Once we had everything from both authorities it was off to the copyshop in Darwin; multiple copies of our passports with the visas, crew lists, port clearance and all the rest of the paperwork will be needed for most ports we visit in Indonesia. Trying to get all these tasks done and in the right order was a bit like juggling, you need to be fairly organised and methodical to be a circumnavigator! My yellow notebook with its to do lists became the First Mate’s best friend as there were also boat fixing tasks and some final provisioning to accomplish as well before Temptress could depart.
For the Indonesian authorities we required a sponsors letter (Sail Indonesia have prepared this for us) so we could obtain social visas rather than the usual tourist visa on arrival as the former last longer than 30 days and more importantly can be renewed without leaving the country. The paperwork required for the boat has fortunately changed for the better, Indonesia used to have some onerous procedures involving a bond being lodged (known as the CAIT) so now all a yacht has to complete is a form of advance notification which again Sail Indonesia kindly organised for a total cost of $US100. It can be done online but the website is so we have heard from those that have tried to do it themselves labyrinthine and not guaranteed to work.


We had also been advised we may need to furnish some over-eager harbour masters with a copy of the government ruling that does away with the CAIT system so had a couple of copies of that five page document made while we were at it. Indonesia is so large and communications are poor meaning not everything filters down from Jakarta to the men on the street immediately though we hope that as it is now late in the season the yachts that have gone before us have blazed a trail of knowledge about the new regulations. However with so many islands stretching over several thousand miles the small number of yachts passing through are like the proverbial needles in a haystack and the chances of us visiting a place that has not had a foreign yacht arrive this year are high.

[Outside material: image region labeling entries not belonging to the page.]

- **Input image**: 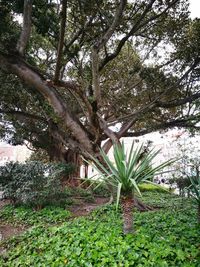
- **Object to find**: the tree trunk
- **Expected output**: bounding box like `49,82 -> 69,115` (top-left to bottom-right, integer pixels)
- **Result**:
121,195 -> 134,234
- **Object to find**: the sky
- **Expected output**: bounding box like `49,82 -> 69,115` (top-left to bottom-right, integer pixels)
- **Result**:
189,0 -> 200,19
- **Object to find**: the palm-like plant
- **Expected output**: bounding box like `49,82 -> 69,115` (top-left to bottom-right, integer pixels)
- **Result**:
189,176 -> 200,224
88,143 -> 173,234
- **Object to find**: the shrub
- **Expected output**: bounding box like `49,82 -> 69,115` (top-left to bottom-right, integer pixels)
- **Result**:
0,161 -> 74,207
139,183 -> 169,193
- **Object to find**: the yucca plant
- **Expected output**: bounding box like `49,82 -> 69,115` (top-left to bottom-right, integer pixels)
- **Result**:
189,176 -> 200,224
88,143 -> 174,234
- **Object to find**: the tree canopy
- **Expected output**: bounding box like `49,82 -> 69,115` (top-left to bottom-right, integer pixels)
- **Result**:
0,0 -> 200,161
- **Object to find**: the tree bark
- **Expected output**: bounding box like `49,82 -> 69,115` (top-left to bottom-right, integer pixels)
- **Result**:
121,195 -> 134,235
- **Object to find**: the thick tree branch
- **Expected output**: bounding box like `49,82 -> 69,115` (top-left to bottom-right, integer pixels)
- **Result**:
0,109 -> 47,123
92,49 -> 101,107
99,0 -> 179,71
0,53 -> 92,153
54,0 -> 67,82
16,0 -> 32,56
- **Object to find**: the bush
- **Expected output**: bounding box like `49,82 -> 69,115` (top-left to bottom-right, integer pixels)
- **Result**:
0,161 -> 74,207
139,183 -> 169,193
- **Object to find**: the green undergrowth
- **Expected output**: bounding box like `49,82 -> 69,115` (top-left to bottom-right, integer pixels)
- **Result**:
138,183 -> 169,194
0,193 -> 200,267
0,205 -> 71,226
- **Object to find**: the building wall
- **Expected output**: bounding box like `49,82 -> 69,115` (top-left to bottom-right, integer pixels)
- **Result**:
0,143 -> 31,165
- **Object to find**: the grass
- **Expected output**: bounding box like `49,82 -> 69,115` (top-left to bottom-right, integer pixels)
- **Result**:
0,192 -> 200,267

The test of all our preparation will be when we reach Kupang – there we will need to visit first Immigration (Imigrasi), then Quarantine (Kesehatan Pelabuhan), Customs (Bea Cukai) and finally Harbour Master or Port Captain (Syahbandar) in the correct order with all the correct paperwork. Three of these offices are in the commercial port of Tenau a few miles down the coast which requires a taxi or a hire car or possibly a bemo (a shared taxi bus). Immigration is in the opposite direction close to Kupang’s airport.